Ms. Taha recalled the family home filling up with people she did not know, wailing and bearing photos of her father.

She said she saw her mother on the couch, devastated, but surrounded by other women who tried to make sure she acted appropriately.

“Red nail polish no!” she said they told her mother, prompting laughs from the audience. “You are now the wife of a martyr.”

She joked about men who flirted with her mother, mixing slogans like “Revolutions need blood!” with compliments about her eyes and hair, prompting more laughs.

Her mother was torn, she said, once saying that she wished her husband had been a “radish seller” who had stayed alive rather than a fighter who got killed.

Other stories talked about Ms. Taha and her sisters dealing with their father’s death.

At one point, they asked their school principal what “hero martyr” meant.

 “He is the one who dies as a sacrifice for the thing he loves most,” the principal said.

“Oh,” Ms. Taha replied. “My father loves Palestine more than he loves me.”

At that, the principal started crying and Ms. Taha’s sister quipped that he was jealous because “dad is the hero martyr and not him.”

Raeda on stage (Photo Mohammed Khayat)
Ms. Taha also poked fun at the attention she and her sisters received as the “daughters of a martyr.” They were paraded about at official occasions and traveled to countries that supported the Palestinians, causing ironic jealousy among their friends whose fathers were still alive.

In one story that drew hearty laughs, a friend of Ms. Taha’s could not conceal her glee when her own father was assassinated by Israeli intelligence.

“Now I can travel with you!” the girl said.

The last part of the show narrated the quest by Ms. Taha’s aunt Suheila to get the Israeli authorities to hand over Mr. Taha’s body so it could be buried.

After trying multiple avenues, the aunt confronts Henry A. Kissinger, then the secretary of state, who agrees to help.

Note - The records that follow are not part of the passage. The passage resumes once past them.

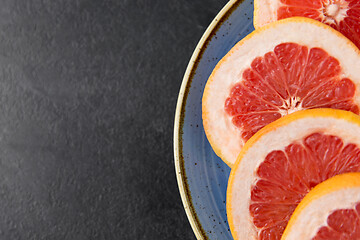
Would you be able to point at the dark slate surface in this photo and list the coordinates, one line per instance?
(88, 92)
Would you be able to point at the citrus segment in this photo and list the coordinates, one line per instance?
(341, 224)
(285, 177)
(342, 15)
(290, 78)
(282, 162)
(329, 211)
(265, 77)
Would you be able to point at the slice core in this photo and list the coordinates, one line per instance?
(288, 79)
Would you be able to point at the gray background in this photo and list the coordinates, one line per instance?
(88, 91)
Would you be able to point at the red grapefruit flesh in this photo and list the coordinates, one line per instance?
(341, 224)
(342, 15)
(290, 78)
(286, 176)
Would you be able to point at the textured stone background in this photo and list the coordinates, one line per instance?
(88, 91)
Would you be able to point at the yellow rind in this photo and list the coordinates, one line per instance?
(217, 149)
(311, 113)
(343, 181)
(256, 13)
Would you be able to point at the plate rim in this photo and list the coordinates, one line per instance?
(180, 116)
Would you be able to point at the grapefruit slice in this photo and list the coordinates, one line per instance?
(329, 211)
(275, 71)
(342, 15)
(282, 162)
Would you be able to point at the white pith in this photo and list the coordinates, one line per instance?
(244, 175)
(315, 215)
(222, 133)
(332, 11)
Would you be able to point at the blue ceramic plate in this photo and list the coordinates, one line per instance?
(202, 176)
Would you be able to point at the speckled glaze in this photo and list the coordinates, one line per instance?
(202, 176)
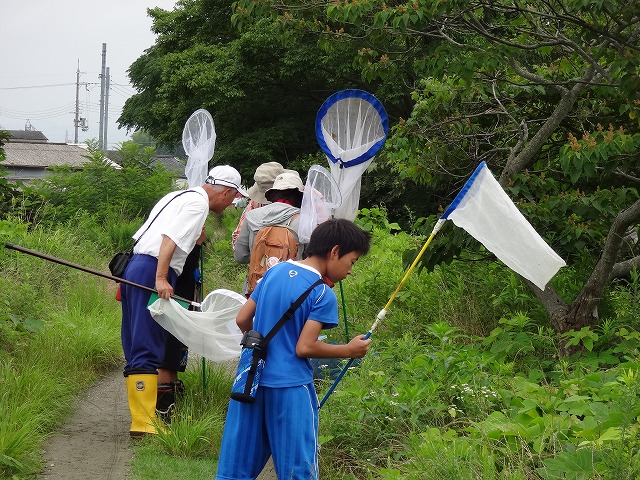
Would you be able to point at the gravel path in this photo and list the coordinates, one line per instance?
(94, 443)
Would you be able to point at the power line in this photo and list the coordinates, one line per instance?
(37, 86)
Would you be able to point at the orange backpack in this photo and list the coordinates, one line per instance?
(272, 245)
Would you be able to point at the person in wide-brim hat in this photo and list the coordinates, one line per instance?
(264, 177)
(287, 188)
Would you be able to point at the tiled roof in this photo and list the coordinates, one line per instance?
(26, 136)
(171, 163)
(44, 155)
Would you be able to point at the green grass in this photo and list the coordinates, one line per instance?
(463, 380)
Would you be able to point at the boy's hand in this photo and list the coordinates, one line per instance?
(359, 346)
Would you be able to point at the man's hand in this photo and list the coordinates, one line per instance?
(164, 288)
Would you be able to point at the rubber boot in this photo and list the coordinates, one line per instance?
(142, 391)
(166, 402)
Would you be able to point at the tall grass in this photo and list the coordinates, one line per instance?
(60, 332)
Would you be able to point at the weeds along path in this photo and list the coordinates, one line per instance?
(94, 442)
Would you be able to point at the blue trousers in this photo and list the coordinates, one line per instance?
(143, 339)
(282, 423)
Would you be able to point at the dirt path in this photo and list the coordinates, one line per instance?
(94, 443)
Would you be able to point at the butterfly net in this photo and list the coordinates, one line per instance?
(321, 197)
(351, 127)
(211, 333)
(199, 141)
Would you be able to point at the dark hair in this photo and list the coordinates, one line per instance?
(292, 195)
(343, 233)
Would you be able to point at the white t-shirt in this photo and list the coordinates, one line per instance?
(182, 221)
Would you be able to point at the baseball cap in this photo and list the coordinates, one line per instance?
(226, 175)
(264, 177)
(286, 181)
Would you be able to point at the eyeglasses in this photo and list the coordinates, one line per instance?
(224, 183)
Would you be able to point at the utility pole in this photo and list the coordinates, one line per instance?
(106, 111)
(102, 97)
(77, 120)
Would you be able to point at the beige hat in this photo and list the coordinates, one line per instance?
(264, 177)
(286, 181)
(226, 175)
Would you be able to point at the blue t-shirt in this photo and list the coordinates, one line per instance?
(279, 288)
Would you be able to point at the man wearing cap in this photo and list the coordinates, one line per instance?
(264, 176)
(163, 243)
(286, 197)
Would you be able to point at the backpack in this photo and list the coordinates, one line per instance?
(272, 245)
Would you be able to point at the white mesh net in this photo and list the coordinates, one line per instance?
(211, 333)
(321, 197)
(350, 131)
(199, 142)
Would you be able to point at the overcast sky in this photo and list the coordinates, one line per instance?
(41, 43)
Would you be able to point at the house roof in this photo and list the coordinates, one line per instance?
(171, 163)
(43, 155)
(26, 136)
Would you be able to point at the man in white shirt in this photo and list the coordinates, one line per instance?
(163, 243)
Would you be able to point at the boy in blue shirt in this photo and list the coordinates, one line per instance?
(283, 420)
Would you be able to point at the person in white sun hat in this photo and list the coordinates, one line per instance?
(264, 177)
(162, 245)
(286, 197)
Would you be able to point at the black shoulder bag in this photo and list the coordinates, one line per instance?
(254, 353)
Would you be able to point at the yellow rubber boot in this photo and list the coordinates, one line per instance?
(142, 390)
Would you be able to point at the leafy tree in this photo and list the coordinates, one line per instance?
(262, 93)
(546, 93)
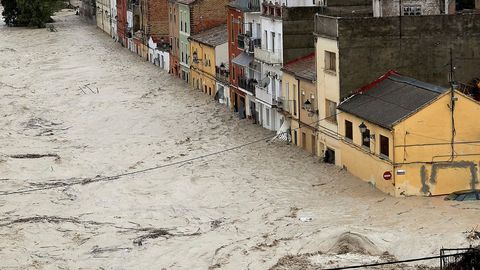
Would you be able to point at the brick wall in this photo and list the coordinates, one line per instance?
(121, 20)
(206, 14)
(157, 19)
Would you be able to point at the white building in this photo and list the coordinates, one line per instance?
(113, 12)
(269, 61)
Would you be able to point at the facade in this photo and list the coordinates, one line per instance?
(397, 133)
(158, 54)
(417, 46)
(173, 30)
(156, 25)
(137, 21)
(298, 102)
(88, 10)
(103, 15)
(209, 54)
(195, 16)
(122, 23)
(113, 19)
(285, 35)
(235, 26)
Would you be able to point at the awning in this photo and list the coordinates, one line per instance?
(243, 60)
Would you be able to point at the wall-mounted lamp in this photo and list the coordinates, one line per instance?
(307, 105)
(362, 127)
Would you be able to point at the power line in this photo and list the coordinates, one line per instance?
(117, 176)
(398, 262)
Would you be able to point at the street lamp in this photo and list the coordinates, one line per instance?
(195, 57)
(362, 127)
(307, 105)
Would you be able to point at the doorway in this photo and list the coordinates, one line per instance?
(329, 156)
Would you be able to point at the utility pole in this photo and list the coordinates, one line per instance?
(452, 104)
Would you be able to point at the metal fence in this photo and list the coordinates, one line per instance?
(460, 259)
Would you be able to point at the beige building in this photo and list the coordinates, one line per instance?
(328, 87)
(299, 102)
(103, 16)
(402, 136)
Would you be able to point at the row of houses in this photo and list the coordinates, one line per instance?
(387, 90)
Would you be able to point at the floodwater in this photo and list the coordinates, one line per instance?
(81, 117)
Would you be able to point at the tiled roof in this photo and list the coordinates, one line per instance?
(213, 37)
(303, 67)
(390, 99)
(186, 2)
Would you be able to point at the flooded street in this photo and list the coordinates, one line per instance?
(92, 144)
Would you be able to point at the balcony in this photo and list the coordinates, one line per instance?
(221, 74)
(267, 56)
(241, 41)
(251, 43)
(283, 105)
(264, 95)
(246, 84)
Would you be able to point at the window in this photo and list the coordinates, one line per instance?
(266, 40)
(348, 130)
(304, 141)
(232, 32)
(384, 146)
(330, 61)
(412, 10)
(267, 115)
(294, 99)
(331, 111)
(273, 42)
(366, 138)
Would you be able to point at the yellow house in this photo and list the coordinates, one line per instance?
(408, 137)
(299, 104)
(103, 16)
(209, 54)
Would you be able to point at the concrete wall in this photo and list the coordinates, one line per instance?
(298, 26)
(392, 8)
(416, 46)
(423, 149)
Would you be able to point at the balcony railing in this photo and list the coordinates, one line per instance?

That story could not be independently verified; Ms. Taha said after the show that it was “100 percent true.”

After the family buries Mr. Taha, the show closes with a video of Suheila, who still lives in Jerusalem, singing a song about her departed brother.

After the show, some in the audience spoke of what had and had not changed between Israel and the Palestinians in recent decades.

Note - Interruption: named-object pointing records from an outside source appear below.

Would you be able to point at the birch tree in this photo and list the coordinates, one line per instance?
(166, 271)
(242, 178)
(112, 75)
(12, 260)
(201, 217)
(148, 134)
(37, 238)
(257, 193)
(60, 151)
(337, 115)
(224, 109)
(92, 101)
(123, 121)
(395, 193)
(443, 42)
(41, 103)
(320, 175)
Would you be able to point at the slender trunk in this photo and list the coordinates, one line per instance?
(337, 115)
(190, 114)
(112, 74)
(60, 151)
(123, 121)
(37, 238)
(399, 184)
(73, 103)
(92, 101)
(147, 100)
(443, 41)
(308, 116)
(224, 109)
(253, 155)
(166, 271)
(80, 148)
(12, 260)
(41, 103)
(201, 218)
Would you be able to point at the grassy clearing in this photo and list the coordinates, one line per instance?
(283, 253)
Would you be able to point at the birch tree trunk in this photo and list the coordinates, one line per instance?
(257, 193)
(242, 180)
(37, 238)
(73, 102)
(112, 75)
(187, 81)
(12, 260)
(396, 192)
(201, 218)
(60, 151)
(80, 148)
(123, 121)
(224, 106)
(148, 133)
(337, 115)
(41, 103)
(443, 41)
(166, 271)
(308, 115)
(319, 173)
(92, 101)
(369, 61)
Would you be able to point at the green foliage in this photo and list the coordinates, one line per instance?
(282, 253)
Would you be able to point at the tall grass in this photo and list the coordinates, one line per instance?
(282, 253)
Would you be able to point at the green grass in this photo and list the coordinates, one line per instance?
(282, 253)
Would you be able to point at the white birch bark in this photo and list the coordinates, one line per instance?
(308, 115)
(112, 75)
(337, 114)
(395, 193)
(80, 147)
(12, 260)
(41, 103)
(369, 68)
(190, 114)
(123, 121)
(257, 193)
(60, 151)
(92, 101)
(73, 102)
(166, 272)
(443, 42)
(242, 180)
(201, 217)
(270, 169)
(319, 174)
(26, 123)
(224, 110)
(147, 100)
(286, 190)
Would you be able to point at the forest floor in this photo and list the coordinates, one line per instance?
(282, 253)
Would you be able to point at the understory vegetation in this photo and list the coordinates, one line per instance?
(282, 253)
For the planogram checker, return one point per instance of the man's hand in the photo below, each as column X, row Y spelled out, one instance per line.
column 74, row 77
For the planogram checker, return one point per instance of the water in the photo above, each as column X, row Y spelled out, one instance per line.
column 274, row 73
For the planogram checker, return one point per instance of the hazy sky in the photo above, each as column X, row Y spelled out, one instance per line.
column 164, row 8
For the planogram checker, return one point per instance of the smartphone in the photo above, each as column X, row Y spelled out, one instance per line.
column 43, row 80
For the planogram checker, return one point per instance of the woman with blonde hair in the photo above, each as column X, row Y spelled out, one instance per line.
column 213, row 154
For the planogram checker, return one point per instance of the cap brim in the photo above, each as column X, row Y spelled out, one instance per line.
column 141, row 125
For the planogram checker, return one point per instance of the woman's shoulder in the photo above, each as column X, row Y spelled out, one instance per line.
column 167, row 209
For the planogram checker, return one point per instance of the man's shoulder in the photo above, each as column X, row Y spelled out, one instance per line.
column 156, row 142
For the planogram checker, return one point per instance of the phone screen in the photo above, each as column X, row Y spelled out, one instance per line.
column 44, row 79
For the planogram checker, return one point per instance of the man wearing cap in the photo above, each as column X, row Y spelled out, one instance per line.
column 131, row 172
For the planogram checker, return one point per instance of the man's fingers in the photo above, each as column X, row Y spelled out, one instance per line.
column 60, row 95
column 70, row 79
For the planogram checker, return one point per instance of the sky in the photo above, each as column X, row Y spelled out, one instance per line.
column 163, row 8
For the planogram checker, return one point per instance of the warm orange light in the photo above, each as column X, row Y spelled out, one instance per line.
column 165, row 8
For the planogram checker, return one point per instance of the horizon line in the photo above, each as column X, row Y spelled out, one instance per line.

“The past was different in many ways, but the occupation is still the same,” said Hanadi Abu Bakr, 50, who was visiting Beirut from the West Bank city of Nablus.

She had wanted to visit Beirut since she was a child, she said, but tensions between Israel and Lebanon had always prevented her.

Chantal Hoyek, a Lebanese translator, said the play recalled a time when many Arabs believed that armed struggle against Israel would help the Palestinians return to their homeland. Ms. Hoyek, 28, still supported that struggle but did not think it would succeed.

“It’s not a revolution anymore,” she said. “It is a hopeless case.”